Он включил чайник, достал из холодильника масло, колбасную нарезку. Кроме этой незамысловатой еды, ничего другого в холодильнике не было.

– Что же ты ешь? – невольно вырвалось у Сони. – Одни бутерброды, что ли?

– Здесь хорошее кафе за углом, – пожал плечами Герман. – Обычно хожу туда. Однажды сидел за чашкой чаю и вдруг понял, что чувствую себя, как в Нью-Йорке. Там я привык в кафе завтракать, а здесь это раньше как-то... не совпадало. Нарочито как-то было. А теперь ничего, нормально.

– Ты долго в Америке жил? – спросила Соня.

– Год. Преподавал перевод в университете. Удивительно.

– В Америке удивительно?

– Нет, что меня пригласили по одним только переводам. У меня ведь и связей никаких в литературных кругах нет. А в Америке ничего удивительного для меня не было.
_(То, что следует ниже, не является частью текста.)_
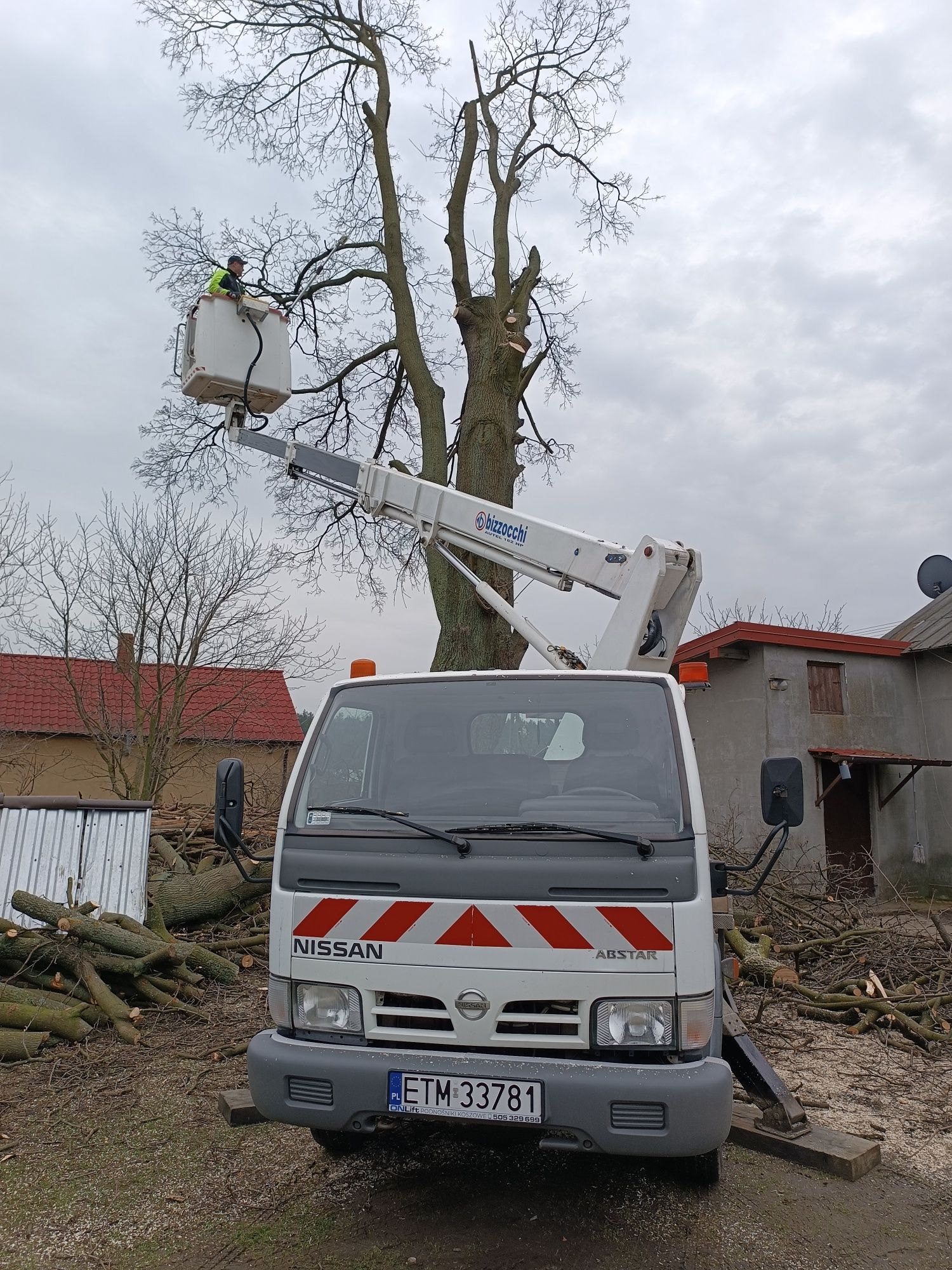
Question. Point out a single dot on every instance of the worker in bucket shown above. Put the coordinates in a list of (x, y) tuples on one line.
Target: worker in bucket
[(228, 283)]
Я же про нее двадцать пять лет переводил и понимал уже, как люди соображают, как у них мозги устроены. Пейзаж только... Я, когда переводил, немножко по-другому его представлял, все-таки среднерусский. Вообще-то американский пейзаж на севере очень на наш похож, только грусти нету. У нас-то всегда она есть, летом даже, я уж не говорю про осень. Там зелень немножко желтее. Не то что жухлая, а желтого цвета больше в зелени.
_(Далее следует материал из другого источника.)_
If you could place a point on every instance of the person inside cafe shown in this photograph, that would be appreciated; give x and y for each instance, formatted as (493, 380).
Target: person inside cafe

Он говорил все это и одновременно нарезал хлеб, ставил на стол тарелки. Как будто и словами, и действиями старался отвлечь себя от чего-то. Соня это чувствовала, и это ранило ей сердце. Но все равно она прислушивалась к каждому его слову.

Соня вспомнила, как в тот день, когда Герман обедал у Дурново, Алла Андреевна сказала после его ухода:

– Даже не верится, что такие вот люди с тобой по одним улицам ходят. Такого масштаба... И какое все-таки безобразие, что он не богат, как Крез. А может, и не безобразие, – добавила она. – Размах личности человека и должен быть сильнее, чем его хватка.
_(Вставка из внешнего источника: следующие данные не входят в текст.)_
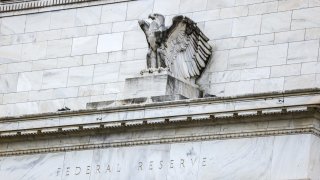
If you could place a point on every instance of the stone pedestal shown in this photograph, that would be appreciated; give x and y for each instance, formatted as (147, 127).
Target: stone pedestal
(158, 85)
Тогда Соня не поняла, что это значит. Теперь, слушая Германа, глядя на него, она не просто понимала это – она всей собою это чувствовала.

– Совсем другая там зелень, – повторил он. – У нас больше в синеву.

– Где же ты зелень в Нью-Йорке видел? – спросила Соня.

– Не в Нью-Йорке, конечно. Вообще, везде. А в Нью-Йорке другое было.

– Что другое? – с интересом спросила Соня.

– Колоссальное ощущение свободы. Хотя на голове там никто не ходит. Просто вокруг каждого человека образуется зона пустоты. У нас тебя за руку могут взять, даже в Москве, замечание тебе сделать, подвинуть в спину. А там на твое пространство никто не претендует, в лицо тебе никто не заглядывает. Меня это очень устраивало. Чай, оказывается, у меня только зеленый, – сказал он. – Ничего?

– Ничего.

«Неважно», – хотела сказать Соня.

Но почувствовала: о том, что важно, Герман как раз говорить и не хочет. И ее без слов просит об этом не говорить.

Их невыносимо тянуло друг к другу. Они не виделись два месяца, а когда увиделись, то не ощутили между собою ни малейшей преграды, ни телесной, ни душевной. Но что-то не давало им быть вместе, какое-то саднящее препятствие, которое и не препятствием даже было, а непонятным и мучительным недоговором.

Чай Герман разлил по стаканам в массивных серебряных подстаканниках. Пожалуй, это была единственная приметная деталь во всей его кухне. По этим подстаканникам чувствовалось, что ему не все равно, из чего пить чай. А все другое было ему все равно, и это чувствовалось тоже.